3. The next selection is the XList. This is the list that goes on the horizontal axis. In the case of Table 1, we want to place the mass data on the horizontal axis. We entered the mass data in list L1, so enter 2ND L1 (L1 is located above the 1 on the keyboard).
4. The next selection is the Ylist. Enter 2ND L2 (L2 is located above the 2 on the keyboard). This lists the distance stretched and will be placed on the vertical axis.
5. The last item is the marker. Choose the first one with the arrow keys (it’s the easiest to see) and press the ENTER key to highlight this choice.
• Push the ZOOM button on the first row of keys on your keyboard. Use the arrow keys to scroll the menu downward until you can select 9:ZoomStat. This will produce the image shown in Figure $$\PageIndex{4}$$(c). Figure $$\PageIndex{4}$$. Plotting the data points from Table $$\PageIndex{1}$$

The final step is to calculate and plot the line of best fit.

• Press the STAT button again, but then use the right-arrow to select the CALC submenu highlighted in Figure $$\PageIndex{5}$$(a).
• Select 4:LinReg(ax+b) from the CALC submenu. This places the command LinReg(ax+b) on your home screen, as shown in Figure $$\PageIndex{5}$$(b). You must then type 2ND $$L_{1}$$, a comma (located on its own key just above the 7 key), then 2ND $$L_{2}$$, as shown in Figure $$\PageIndex{5}$$(b).
• Press the ENTER key to execute the command LinReg $$L_{1}$$, $$L_{2}$$, which produces the equation of the line of best fit shown in Figure $$\PageIndex{5}$$(c). Figure $$\PageIndex{5}$$. Finding the equation of the line of best fit.

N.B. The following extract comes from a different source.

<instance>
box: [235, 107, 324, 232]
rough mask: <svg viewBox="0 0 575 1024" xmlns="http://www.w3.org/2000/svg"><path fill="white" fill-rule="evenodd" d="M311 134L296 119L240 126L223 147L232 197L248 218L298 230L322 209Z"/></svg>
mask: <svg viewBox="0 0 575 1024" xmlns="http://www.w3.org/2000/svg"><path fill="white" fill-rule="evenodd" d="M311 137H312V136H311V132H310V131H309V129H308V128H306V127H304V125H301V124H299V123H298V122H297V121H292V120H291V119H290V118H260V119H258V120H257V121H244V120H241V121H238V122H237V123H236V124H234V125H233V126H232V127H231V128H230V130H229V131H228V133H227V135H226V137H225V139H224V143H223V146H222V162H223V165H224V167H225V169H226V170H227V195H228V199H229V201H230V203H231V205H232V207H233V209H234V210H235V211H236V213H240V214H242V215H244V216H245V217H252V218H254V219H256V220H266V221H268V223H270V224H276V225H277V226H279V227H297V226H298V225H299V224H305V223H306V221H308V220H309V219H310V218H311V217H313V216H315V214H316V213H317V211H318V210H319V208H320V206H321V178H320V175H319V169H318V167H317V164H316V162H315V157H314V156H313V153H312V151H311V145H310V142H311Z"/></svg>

The screen in Figure $$\PageIndex{5}$$(c) is quite informative. It tells us two things.

1. The equation of the line of best fit is y = ax + b.
2. The slope is a = .458 and the y-intercept is b = 1.52.

Substituting a = 0.458 and b = 1.52 into the equation y = ax + b gives us the equation of the line of best fit.

$y=0.458 x+1.52$

We can superimpose the plot of the line of best fit on our data set in two easy steps.

• Press the Y= key and enter the equation 0.458*X+1.52 in $$\boldsymbol{Y}_{1}$$, as shown in Figure $$\PageIndex{6}$$(a).
• Press the GRAPH button on the top row of keys on your keyboard to produce the line of best fit in Figure $$\PageIndex{6}$$(b). Figure $$\PageIndex{6}$$. Superimpose the line of best fit on the scatterplot of the data from Table $$\PageIndex{1}$$.

On the left-hand side of equation (5), replace y with x (the distance stretched); on the right-hand side, replace x with m (amount of mass). This leads to the result $x=0.458 m+1.52$

You might recall that our hand calculation produced equation (4), which we repeat here for convenience.

$x=\frac{11}{24} x+\frac{3}{2}$

Note that 11$$/ 24 \approx 0.4583$$ and 3/2 = 1.5, so equation (6) agrees closely with our hand-calculated equation of the line of best fit.

It is rather unusual to have a hand-calculated line of best fit agree so closely with the sophisticated and very accurate result produced by the graphing calculator. So, don’t be disappointed when your homework results don’t match as nicely as they have in this example. If you are in the ballpark with your hand-calculated equation for the line of best fit, that will usually be good enough. However, if your hand-calculated equation is not even close to what your calculator produces, it’s “back to the drawing board.” Recheck your plot and your calculations. Be stubborn! Don’t be satisfied with your results until you have reasonable agreement.